There’s an inherent problem here for news reporting. AI erodes originality. If all AI writing emerges from the same training data, plagiarism makes no sense as a concept. Everything is kind of plagiarism and nothing is. Writing with AI is more of a parasitic act than a plagiaristic one. This is fine if you’re summarising a dull report for your boss, but it’s an issue if you’re writing commentary or criticism for a respected news outlet.

And this isn’t just true of writing. Take music. AI tools can generate songs in the style of any artist without reproducing a specific track. AI makes identity, or at least identifiable style, a reusable asset, detached from the person who created it. Just listen to the Velvet Sundown for a period of time and you begin to feel slightly empty inside. It’s like eating fast food. Empty calories. The same goes for visual art, moving images. Using AI in these fields mostly creates AI slop.

It seems that using AI to make anything creative, or where originality is prized, feels culturally parasitic. But is it plagiarism?

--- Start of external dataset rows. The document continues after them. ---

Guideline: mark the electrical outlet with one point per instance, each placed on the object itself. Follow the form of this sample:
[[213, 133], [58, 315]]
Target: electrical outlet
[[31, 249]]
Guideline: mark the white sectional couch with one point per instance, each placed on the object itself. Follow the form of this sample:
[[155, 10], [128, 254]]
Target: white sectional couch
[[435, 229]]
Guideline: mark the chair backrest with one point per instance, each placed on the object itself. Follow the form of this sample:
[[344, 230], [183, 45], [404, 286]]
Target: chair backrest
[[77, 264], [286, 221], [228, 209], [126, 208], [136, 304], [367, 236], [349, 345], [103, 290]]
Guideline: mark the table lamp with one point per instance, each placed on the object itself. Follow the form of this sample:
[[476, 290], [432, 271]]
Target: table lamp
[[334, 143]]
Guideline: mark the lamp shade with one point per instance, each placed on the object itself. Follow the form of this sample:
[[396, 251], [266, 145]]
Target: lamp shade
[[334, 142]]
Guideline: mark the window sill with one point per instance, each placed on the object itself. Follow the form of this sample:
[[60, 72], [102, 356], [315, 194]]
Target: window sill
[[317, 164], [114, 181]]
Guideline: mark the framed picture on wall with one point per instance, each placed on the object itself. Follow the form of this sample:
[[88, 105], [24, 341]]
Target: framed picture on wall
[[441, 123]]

I suspect, looking at the disruption in creative industries or journalism, is looking at the effect rather than the cause. This isn’t really a story about plagiarism. It’s really about capitalism.

With that in mind, perhaps the most telling AI story of last week wasn’t some journalistic snafu; it was OpenAI shutting down its Sora app.

Sora was a tool from OpenAI that could turn written prompts into short, realistic videos. It got a lot of attention because it pushed video generation way past the usual glitchy, cartoonish AI stuff. It also got a lot of attention for its lack of guardrails.

Users created videos of copyrighted characters and, even worse, tasteless videos of dead public figures. How tasteless? How about John F Kennedy joking about the killing of right-wing influencer Charlie Kirk, or Stephen Hawking being beaten up by a UFC fighter and eaten by crocodiles?

Open AI fixed some of these issues and applied some common sense rules. It also penned a $1 billion content partnership with Disney. But all that is gone now. Why? Because video generation is damn expensive, and OpenAI has other priorities, like maintaining market share while its rival Anthropic is doing a better job of creating AI tools and marketing itself.

If AI companies, who have a track record of not respecting copyright, can drop a billion dollar deal with the likes of Disney, what does that mean for media and anyone in the creative industries?

It means they need to see AI – in its current form at least – as parasitic.

Parasites need to strike a balance between living off their hosts without killing them too quickly. Optimal virulence is the term biologists use for this. One theory is that parasites’ virulence decreases over time, and parasitic relationships evolve toward comfortable coexistence.

Maybe this will happen with AI.

But here’s the question for anyone doing creative or original work: If this is a parasitic relationship, shouldn’t you steer clear of AI until your intellectual property is recognised as the raw material for training models?

Shouldn’t you avoid like the plague until your output can be protected against plagiarism and hallucinations?

News media, with its natural cynicism and mission to speak truth to power, maybe needs to reflect more on the promise that AI can automate away all its worries and annoying tasks.

Maybe the rest of us need to as well.

Let’s return to the New York Times book review. Simon & Schuster is the publisher of ‘Watching over Her’. On its website, as you’d expect, there are glowing quotes from a handful of reviews. A quote from the New York Times review sits alongside one from the Guardian review. Simon and Schuster doesn’t seem to care much about the interrelationship and the questionable provenance of one of them. The originality doesn’t seem to matter much to the publisher, just quotes that drive sales. Capitalism trumps plagiarism every time. 

Steve Dempsey is a media expert and commentator. He is also director of advocacy and communications with the Irish Cancer Society.